= Vojtěch Mareš =

Czech handball player and coach (1936–2025)

Mareš taking a shot at goal

Vojtěch Mareš (14 August 1936 – 16 July 2025) was a Czech handball player and coach. He was the gold medalist at the 1967 World Handball Championship in Sweden in 1967, playing for Czechoslovakia as a winger. Originally he was a physical education teacher. In 1968, he also played in the World Selection.

== Life and career ==
Mareš was born in Považská Bystrica on 14 August 1936. He started playing handball in Vsetín, after moving to Prague he started playing for Slavia Prague. During his university studies he played for the men's team Sparta Prague (until 1959). He then enlisted in the army and transferred to the Dukla Prague, where he remained until the end of his playing career (1959–1971). During this time, the team won several league titles. From 1977 to 1982, he worked for five years in Kuwait. He then worked abroad again from 1989 to 1994, when he coached the men's and women's national teams in the United States.
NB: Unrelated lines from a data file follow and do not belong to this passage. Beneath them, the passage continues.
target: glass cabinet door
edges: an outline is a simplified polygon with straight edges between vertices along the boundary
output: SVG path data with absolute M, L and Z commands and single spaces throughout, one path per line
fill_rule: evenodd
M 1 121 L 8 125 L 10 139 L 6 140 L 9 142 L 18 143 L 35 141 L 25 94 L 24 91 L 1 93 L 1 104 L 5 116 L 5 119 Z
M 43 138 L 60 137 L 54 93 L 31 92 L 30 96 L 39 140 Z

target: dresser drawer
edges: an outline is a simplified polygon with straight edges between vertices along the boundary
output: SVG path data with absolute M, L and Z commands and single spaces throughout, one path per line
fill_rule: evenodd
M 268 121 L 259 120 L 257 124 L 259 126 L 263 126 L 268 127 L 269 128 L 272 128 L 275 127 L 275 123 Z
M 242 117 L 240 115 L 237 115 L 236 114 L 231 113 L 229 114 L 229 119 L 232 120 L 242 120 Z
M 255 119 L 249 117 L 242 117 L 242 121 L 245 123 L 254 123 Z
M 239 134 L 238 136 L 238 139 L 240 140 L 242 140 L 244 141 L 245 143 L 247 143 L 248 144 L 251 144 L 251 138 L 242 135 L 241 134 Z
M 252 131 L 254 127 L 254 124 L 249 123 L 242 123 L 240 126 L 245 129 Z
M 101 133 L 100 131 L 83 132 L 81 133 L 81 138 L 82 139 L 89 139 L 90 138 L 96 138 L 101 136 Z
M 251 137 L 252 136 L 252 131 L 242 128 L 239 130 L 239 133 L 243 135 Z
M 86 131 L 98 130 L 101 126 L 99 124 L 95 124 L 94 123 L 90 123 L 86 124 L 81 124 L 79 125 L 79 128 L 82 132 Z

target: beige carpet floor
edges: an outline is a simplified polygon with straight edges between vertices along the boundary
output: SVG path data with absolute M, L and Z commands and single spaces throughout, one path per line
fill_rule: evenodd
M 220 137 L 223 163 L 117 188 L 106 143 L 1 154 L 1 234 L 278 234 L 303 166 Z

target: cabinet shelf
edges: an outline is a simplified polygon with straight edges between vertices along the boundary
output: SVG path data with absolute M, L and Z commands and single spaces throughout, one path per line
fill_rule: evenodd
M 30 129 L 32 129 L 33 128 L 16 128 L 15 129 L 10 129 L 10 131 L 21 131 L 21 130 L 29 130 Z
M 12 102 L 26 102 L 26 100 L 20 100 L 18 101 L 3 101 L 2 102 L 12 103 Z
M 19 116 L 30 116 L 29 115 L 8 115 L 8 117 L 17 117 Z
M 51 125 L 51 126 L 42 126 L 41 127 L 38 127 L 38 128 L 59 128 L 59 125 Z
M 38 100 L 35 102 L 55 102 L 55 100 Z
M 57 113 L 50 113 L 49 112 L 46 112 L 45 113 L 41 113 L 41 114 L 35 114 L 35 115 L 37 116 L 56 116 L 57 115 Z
Mareš played more than 100 matches for the national team. In 1986–1989, he coached the men's national team of Czechoslovakia, with which they participated in the 1988 Summer Olympics in Seoul, where they finished in sixth place. In 1997–2001, he coached the Czech Republic women's national handball team. From 2002, he was the coach of the Slovakia women's national handball team.

Mareš died on 16 July 2025, at the age of 88.